Following last week’s trio of AI releases, Alibaba has unveiled another groundbreaking open-source model: the cinematic video generation model Tongyi Wanxiang Wan2.2, optimized for AI video generation and AI video generator applications. Wan2.2 integrates three core cinematic aesthetic elements—lighting, color, and camera language—into the model, offering over 60 intuitive, controllable parameters to significantly enhance the efficiency of producing movie-quality visuals.

Currently, the model can generate 5-second high-definition videos in a single run, with users able to create short films through multi-round prompts. In the future, Tongyi Wanxiang aims to extend the duration of single video generations, making AI video creation even more efficient.
Wan2.2 introduces three open-source models: Text-to-Video (Wan2.2-T2V-A14B), Image-to-Video (Wan2.2-I2V-A14B), and Unified Video Generation (Wan2.2-TI2V-5B). The Text-to-Video and Image-to-Video models are the industry’s first to leverage the Mixture of Experts (MoE) architecture for AI video generation, with a total of 27 billion parameters and 14 billion active parameters. These models consist of high-noise and low-noise expert models, handling overall video layout and fine details, respectively. This approach reduces computational resource consumption by approximately 50% compared to models of similar scale, effectively addressing the issue of excessive token processing in AI video generators. It also achieves significant improvements in complex motion generation, character interactions, aesthetic expression, and dynamic scenes.

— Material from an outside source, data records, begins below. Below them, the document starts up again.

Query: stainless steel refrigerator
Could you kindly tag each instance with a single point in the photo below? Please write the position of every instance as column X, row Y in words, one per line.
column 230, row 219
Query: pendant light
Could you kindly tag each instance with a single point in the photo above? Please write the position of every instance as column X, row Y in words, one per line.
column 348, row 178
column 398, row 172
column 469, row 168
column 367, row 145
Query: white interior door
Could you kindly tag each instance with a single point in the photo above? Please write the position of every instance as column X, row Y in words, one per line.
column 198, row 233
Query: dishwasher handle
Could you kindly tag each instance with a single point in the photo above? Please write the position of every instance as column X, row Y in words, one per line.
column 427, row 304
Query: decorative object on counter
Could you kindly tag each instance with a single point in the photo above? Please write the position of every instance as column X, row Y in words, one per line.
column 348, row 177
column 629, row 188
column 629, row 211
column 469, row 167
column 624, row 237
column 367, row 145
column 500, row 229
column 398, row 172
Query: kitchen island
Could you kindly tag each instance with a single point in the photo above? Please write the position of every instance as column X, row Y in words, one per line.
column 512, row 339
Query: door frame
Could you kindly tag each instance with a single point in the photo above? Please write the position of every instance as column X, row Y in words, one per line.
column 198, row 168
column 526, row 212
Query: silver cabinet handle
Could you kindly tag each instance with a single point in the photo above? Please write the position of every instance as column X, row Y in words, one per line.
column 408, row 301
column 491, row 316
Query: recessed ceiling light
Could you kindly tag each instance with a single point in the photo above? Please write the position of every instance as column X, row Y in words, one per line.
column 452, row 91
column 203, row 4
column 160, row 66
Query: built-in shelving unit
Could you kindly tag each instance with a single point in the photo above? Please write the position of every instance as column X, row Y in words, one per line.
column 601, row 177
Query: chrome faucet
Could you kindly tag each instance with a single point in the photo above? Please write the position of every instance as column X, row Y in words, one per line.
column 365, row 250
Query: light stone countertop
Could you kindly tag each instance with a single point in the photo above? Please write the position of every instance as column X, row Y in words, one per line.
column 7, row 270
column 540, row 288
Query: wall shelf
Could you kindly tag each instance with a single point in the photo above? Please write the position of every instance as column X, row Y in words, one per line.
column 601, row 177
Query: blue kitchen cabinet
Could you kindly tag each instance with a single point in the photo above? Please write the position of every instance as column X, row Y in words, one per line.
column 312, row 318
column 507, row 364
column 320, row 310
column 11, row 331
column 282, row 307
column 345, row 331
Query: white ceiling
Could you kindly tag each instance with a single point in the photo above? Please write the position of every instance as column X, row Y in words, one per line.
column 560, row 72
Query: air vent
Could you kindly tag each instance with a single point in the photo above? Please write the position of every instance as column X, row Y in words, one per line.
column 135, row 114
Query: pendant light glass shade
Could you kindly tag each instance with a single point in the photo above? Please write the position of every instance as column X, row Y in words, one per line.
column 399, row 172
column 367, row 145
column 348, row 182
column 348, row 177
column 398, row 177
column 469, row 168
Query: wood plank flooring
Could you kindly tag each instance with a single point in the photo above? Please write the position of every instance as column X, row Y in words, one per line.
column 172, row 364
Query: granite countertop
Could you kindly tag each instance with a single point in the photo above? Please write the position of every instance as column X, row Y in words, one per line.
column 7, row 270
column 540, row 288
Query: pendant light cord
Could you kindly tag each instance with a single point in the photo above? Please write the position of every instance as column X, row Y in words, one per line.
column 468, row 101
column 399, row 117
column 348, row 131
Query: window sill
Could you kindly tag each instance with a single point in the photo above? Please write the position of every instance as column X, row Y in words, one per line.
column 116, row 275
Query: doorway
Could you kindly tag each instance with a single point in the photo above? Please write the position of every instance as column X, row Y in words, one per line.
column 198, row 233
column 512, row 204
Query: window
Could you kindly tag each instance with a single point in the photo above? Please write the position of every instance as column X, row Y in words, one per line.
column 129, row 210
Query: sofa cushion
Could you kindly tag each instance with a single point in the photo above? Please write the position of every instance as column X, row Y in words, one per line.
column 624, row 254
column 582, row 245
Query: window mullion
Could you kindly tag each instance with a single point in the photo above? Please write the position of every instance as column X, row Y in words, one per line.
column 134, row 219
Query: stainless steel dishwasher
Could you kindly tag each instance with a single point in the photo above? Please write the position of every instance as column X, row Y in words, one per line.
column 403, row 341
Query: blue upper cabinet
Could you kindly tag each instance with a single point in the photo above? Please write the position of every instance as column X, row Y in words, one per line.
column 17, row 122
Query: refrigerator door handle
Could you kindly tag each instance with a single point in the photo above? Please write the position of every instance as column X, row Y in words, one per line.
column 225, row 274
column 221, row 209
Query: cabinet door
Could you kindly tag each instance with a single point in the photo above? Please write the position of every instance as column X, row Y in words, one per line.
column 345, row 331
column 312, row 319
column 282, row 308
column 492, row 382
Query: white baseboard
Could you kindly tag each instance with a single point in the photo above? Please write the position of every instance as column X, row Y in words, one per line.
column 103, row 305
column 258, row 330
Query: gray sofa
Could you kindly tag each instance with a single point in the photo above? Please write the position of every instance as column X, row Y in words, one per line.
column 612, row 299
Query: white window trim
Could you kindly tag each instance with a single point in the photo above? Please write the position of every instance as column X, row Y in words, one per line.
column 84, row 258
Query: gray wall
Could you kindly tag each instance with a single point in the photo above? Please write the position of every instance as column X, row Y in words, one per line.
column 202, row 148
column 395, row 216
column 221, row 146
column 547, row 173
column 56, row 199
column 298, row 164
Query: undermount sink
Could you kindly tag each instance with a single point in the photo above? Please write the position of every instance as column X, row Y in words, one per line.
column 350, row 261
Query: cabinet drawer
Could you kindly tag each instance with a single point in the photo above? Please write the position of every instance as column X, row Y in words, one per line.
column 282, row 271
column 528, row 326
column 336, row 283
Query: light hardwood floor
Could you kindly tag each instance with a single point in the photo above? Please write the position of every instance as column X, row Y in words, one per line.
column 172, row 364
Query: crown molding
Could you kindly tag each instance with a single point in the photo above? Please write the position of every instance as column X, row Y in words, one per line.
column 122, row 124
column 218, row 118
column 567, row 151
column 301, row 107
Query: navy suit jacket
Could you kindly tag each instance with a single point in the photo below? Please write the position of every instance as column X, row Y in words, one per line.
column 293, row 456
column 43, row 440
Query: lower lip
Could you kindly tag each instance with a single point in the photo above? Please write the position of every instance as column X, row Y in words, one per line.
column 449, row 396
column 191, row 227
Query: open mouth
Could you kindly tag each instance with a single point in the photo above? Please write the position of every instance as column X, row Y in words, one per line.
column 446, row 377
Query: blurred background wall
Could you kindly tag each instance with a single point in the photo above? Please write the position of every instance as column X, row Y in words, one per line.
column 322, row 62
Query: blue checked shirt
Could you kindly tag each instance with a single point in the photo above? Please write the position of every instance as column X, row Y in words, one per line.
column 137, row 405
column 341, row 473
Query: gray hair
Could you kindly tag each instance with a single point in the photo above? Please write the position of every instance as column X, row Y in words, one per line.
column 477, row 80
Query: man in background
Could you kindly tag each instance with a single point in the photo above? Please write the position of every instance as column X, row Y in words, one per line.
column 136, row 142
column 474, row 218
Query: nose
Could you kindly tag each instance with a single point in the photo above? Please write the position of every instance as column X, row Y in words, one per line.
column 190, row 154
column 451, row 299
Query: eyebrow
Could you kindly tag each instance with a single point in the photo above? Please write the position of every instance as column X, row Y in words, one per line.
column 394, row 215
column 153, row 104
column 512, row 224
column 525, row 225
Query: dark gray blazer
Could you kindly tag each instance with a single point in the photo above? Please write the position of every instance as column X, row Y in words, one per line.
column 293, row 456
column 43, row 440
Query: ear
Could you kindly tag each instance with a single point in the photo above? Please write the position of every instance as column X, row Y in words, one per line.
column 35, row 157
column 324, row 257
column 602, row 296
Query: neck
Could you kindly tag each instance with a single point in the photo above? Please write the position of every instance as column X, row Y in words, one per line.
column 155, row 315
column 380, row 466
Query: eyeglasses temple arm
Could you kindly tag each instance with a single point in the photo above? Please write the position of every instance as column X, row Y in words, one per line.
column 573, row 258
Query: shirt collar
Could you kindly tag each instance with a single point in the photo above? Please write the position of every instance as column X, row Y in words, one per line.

Moreover, Wan2.2 pioneers a cinematic aesthetic control system, delivering professional-grade capabilities in lighting, color, composition, and micro-expressions. For instance, by inputting keywords like “twilight,” “soft light,” “rim light,” “warm tones,” or “centered composition,” the model can automatically generate romantic scenes with golden sunset hues. Alternatively, combining “cool tones,” “hard light,” “balanced composition,” and “low angle” produces visuals akin to sci-fi films, showcasing its versatility for AI video creation and AI video generation tasks.